Но в то время он искренне радовался, что его вызывают в Москву для дальнейшего прохождения службы. Москва! Как он был наивен! Он тогда еще не знал, что Центральное подчинение – это не московское Садовое кольцо, это разбросанные по всей стране «почтовые ящики». Москва-400 обернется казахстанскими степями, и так со всеми номерами этих «ящиков» по всему Северу, Сибири и Заполярью. Центральное подчинение предполагало оперативное перебрасывание работника из одного почтового ящика в другой по всей нашей необъятной Родине. Попавший в этот закрытый для непосвященных круг почти полностью лишался права выбора, да и личной жизни. Под бдительным оком особого отдела он будет маленькой деталью засекреченной машины гонки вооружений. Кстати, у американцев происходило нечто подобное, но явно с учетом интересов обычного человека, его запросов. Если наши сидели за колючкой по зонам, как в лагерях, то американцы создавали просто сказочные, по нашим понятиям, условия жизни. Сказывалась разница в менталитетах кураторов этих проектов. Если у нас «отцом» всех этих «ящиков» был Берия, со всеми вытекающими отсюда последствиями, то у американцев – генерал-инженер Гровс. Кстати, генерала ему присвоили только при назначении на должность, для авторитета. К счастью, при Хрущеве положение резко изменилось, «ящики» стали снабжаться по категории Москвы и Ленинграда, поэтому ближайшие к ним села, поселки и города смотрели на них с нескрываемой завистью. А пока он, полный радужных планов, собирался в дорогу. Его практичная подруга с ликероводочного завода все же заставила взять с собой несколько бутылок коньячного спирта. И как же он ему в дальнейшем пригодился! 

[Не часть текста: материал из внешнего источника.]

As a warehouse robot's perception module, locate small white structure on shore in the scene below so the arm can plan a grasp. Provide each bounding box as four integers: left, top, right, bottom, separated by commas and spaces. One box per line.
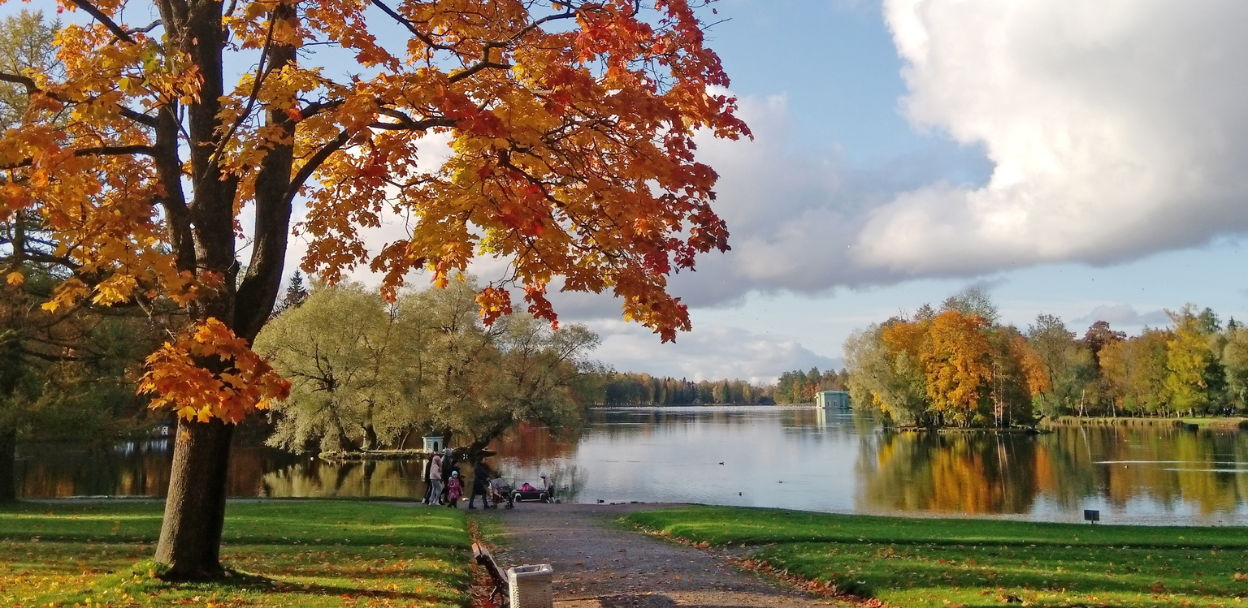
815, 391, 850, 409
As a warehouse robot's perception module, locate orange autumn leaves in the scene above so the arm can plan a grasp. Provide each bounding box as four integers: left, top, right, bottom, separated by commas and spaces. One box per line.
139, 318, 291, 423
867, 310, 1050, 426
0, 0, 749, 421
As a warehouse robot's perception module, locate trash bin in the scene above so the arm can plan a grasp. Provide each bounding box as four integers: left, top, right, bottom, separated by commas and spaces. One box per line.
507, 563, 554, 608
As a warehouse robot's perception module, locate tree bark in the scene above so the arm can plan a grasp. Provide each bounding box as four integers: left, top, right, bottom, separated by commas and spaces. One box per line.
156, 419, 233, 581
0, 427, 17, 503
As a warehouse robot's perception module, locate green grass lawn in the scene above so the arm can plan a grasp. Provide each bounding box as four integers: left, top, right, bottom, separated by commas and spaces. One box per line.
626, 507, 1248, 608
0, 501, 470, 608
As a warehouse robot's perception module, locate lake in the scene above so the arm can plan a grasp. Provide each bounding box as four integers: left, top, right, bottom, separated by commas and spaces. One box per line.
17, 407, 1248, 526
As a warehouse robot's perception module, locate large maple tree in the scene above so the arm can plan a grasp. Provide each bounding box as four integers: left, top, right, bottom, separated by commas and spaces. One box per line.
0, 0, 748, 578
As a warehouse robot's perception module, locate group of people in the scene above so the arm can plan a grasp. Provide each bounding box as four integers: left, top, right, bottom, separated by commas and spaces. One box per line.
421, 444, 505, 509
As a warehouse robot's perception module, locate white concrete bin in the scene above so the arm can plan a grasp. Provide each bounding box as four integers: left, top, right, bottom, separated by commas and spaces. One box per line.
507, 563, 554, 608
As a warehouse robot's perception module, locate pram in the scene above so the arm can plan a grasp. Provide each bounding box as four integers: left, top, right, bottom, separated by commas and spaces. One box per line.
512, 473, 554, 502
487, 477, 515, 508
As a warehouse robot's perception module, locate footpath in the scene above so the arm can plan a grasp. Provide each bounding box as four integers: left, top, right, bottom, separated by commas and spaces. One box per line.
477, 503, 845, 608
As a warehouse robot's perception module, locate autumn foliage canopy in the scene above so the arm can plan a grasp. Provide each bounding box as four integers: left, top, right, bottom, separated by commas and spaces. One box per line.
0, 0, 749, 422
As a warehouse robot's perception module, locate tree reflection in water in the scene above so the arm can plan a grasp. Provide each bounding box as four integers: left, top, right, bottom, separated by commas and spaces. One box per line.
9, 407, 1248, 524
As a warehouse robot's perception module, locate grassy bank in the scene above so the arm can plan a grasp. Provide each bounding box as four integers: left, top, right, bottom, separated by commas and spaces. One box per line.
1042, 416, 1248, 431
0, 501, 469, 608
626, 507, 1248, 608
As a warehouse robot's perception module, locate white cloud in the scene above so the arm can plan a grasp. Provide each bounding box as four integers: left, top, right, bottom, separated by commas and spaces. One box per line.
1073, 303, 1171, 332
855, 0, 1248, 276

Сознание постепенно вернулось к действительности. Где-то там, вдали, за проливом, стало медленно выползать устье быстрой горной реки Шумилихи. Она часто меняла свое русло, поэтому вокруг нее образовалось множество проток, из которых торчали валуны и обломки скал. Отсюда начиналась дорога на горное озеро и к горе Хрустальной, где они промышляли хрусталем. Машинально вскинул левую руку к глазам. Стрелки часов застыли на месте, стекло было покрыто трещинами. Он совсем забыл, что они навечно стали показывать одно и то же время, когда в горячке преследования ударил ими по рукояти весла. Отныне время у него застыло на том злополучном мгновении.  Полярный день. Время суток он сможет теперь определить только по положению Солнца. Оно выше, значит день, чуть ниже – ночь. Он еще раз внимательно посмотрел в сторону ущелья Шумилихи.